Description
Interface to the 'qpmad' Quadratic Programming Solver.
Description
Efficiently solve quadratic problems with linear inequality, equality and box constraints. The method used is outlined in D. Goldfarb, and A. Idnani (1983) <doi:10.1007/BF02591962>.
README.md
qpmadr
qpmadr
provides R-bindings to the quadratic programming-solver qpmad
, written by Alexander Sherikov.
Installation
You can install the released version of qpmadr from CRAN with:
install.packages("qpmadr")
Example
This is an example which shows you how to solve a simple problem:
[ \min_{\rm x}{ \space x'H x} ]
[ s.t. \space \sum_{i}{x_i} = n ]
[ -2 \leq x_i \leq 2 ]
where (H) is a random positive definite matrix of size (n \times n), and (x) is a (column) vector of size (n).
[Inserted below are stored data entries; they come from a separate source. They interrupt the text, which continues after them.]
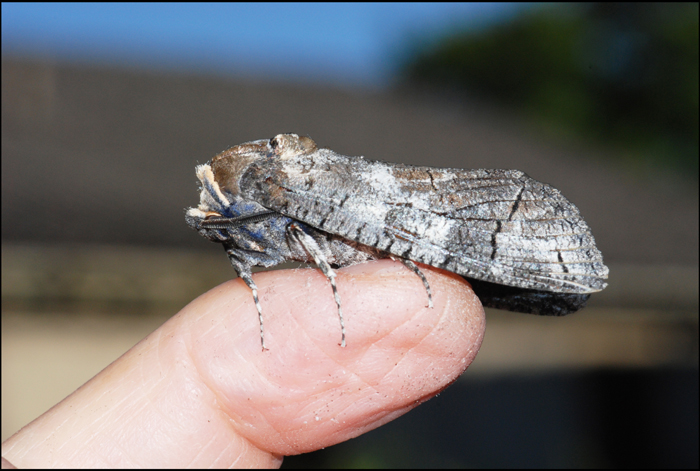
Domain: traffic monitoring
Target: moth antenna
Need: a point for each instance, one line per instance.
(417, 271)
(315, 251)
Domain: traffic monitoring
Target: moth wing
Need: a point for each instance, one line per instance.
(498, 226)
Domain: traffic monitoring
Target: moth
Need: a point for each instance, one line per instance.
(520, 243)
The code below will run a benchmark against the quadprog solver for n=100, checking that both give the same results.
library(qpmadr)
library(quadprog)
library(microbenchmark)
set.seed(42)
n = 100
H = crossprod(matrix(rnorm(n*n), n))
# constraint specification for qpmadr
lb = -2
ub = 2
A = matrix(1, 1, n)
Alb = n
Aub = n
# constraint specification for quadprog
At = cbind(rep_len(1, n), diag(1, n, n), diag(-1, n, n))
b = c(n, rep_len(-2, 2*n))
bm = microbenchmark(
check = "equal",
qpmadr = qpmadr::solveqp(H, lb=lb, ub=ub, A=A, Alb=Alb, Aub=Aub)$solution,
quadprog = quadprog::solve.QP(H, numeric(n), At, b, meq=1)$solution
)
knitr::kable(summary(bm, "relative"), digits=1)
expr | min | lq | mean | median | uq | max | neval |
---|---|---|---|---|---|---|---|
qpmadr | 1.0 | 1.0 | 1.0 | 1.0 | 1.0 | 1.0 | 100 |
quadprog | 2.7 | 2.5 | 2.5 | 2.8 | 2.4 | 2.5 | 100 |
Timings are relative.
C++-interface
The solver is a c++ header-only library and can be used in other packages via the LinkingTo: field.